Я припомнил, что девушка мне дня три-четыре назад сказывала о каком-то незнакомом ей господине, который приходил, спрашивал, просил позволения «обождать» и ждал, но не дождался, ушел, сказавши, что опять придет, но до сих пор не приходил.
Расспрашивал: каков был приходивший ростом, дородством, лицом — красотою? — ничего не добился. Все приметы описывают точно на русском паспорте: к кому хочешь приложи — всем одинаково впору будет.
Остается одно: книгу поставить на полку, золото спрятать, а незнакомца ждать. Я так и сделал, и ждал его терпеливо, с надеждою, что авось он и совсем не придет. Так минул день, два, неделя и месяц, и наконец, когда я совсем перестал ждать, — он вдруг и явился.

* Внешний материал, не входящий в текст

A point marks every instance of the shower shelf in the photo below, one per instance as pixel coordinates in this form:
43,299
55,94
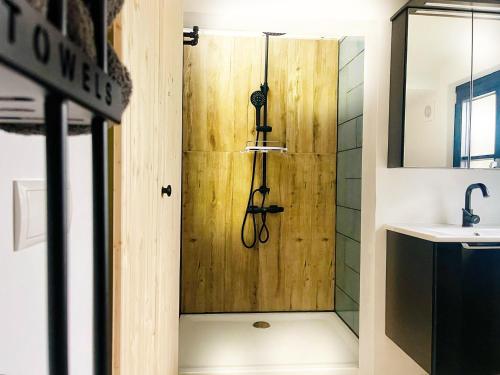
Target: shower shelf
265,147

Звонок; девушка отпирает дверь и спешно бежит вперед гостя шепнуть:
— Это тот, который ждал.
Легкое волнение, и выхожу навстречу.
Входит человек средних лет, совершенно мне незнакомый и называет себя незнакомым же именем.
Прошу садиться и осведомляюсь: чем могу служить.
— Я, — говорит, — недавно из-за границы; жил два месяца в Париже и часто виделся там с одним странным земляком, которого вы знаете. Он дал к вам поручение — доставить посылочку. Я ее тут у вас и оставил, чтобы не носить, но позабыл сказать прислуге.
— Я, — отвечаю, — нашел какую-то посылочку; но от кого это?
Он назвал Шерамура.
— Как же, — говорю, — очень его знаю. Ну что он, как, где живет и все так же ли бедствует, как бедствовал?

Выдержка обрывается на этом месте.